I haven’t seen many movies in my life but among those that I have seen, my favourite is The Fiddler on The Roof. I was 11 when I first saw this movie in 1976. The circumstances under which I saw it are etched in my brain and will make for another story to post in this blog. I know all the songs by heart and can rattle off most of the dialogues as well. Philip and the kids also love it.
But The Fiddler on The Roof is primarily a play, a famous Broadway production that has won 11 Tony and Olivier Awards. Mrs Snowball from church informed me that it is performing in theaters in New Zealand this month.
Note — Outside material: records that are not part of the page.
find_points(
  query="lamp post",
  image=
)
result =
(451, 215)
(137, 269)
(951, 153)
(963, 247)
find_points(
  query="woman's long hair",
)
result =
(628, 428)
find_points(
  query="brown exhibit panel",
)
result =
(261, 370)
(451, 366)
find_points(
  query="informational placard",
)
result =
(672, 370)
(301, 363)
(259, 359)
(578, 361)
And I chanced to see Topol the main actor interviewed on TV. He was explaining how it was so much easier to be Tevia now than it was when he first did the play as a young man. Then, he had to remember to walk like an old man. He had to imagine how it might be to give one’s daughters away in marriage. Now he was an old man and had a wealth of life’s experiences behind him and found it easy to be Tevia. What an actor! I wished I could see the play. I also wondered how several of the scenes in the movie would be presented on a stage.
When I went on line to see when this play was being staged in Auckland, I noticed that the tickets were very expensive. The cheapest ticket was priced at 59 dollars and my manager at work assured me that if I bought that ticket, I would be seated firmly behind a pillar.
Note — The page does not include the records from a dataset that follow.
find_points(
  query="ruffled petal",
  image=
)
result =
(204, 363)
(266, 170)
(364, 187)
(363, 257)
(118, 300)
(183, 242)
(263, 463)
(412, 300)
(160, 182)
Some of the reviews read as follows:
‘The standing ovation from the large audience was fully justified and you would be mad not to see this production’
Capital Times, April 07
‘The milkman still delivers – a star performance that lives up to its reputation’
Dominion Post, April 07
“Topol is that rare creature: an actor with palpable charisma. His eyes glitter, his gaze touches all, his timing and delivery are impeccable and he delicately balances pathos with humour”
Herald Sun, June 06
On Friday, I went to pick the kids up from their youth meeting at Justin and Ingrid’s place. Justin came over to the car on the street and said that he and Ingrid wanted to get tickets for our whole family to go and see The Fiddler on The Roof. He wanted to know which day we would be free to go. I said I would call him and let him know. The weekend is over and I have not called him yet.
I have a very good feeling about the fact that someone understood how much we liked The Fiddler on The Roof. I do not think the good feeling I might get at seeing the production itself will match this. I feel satiated and thankful. Incidently, we are not free on any evening this week and will not be able to go. But somehow it does not matter anymore.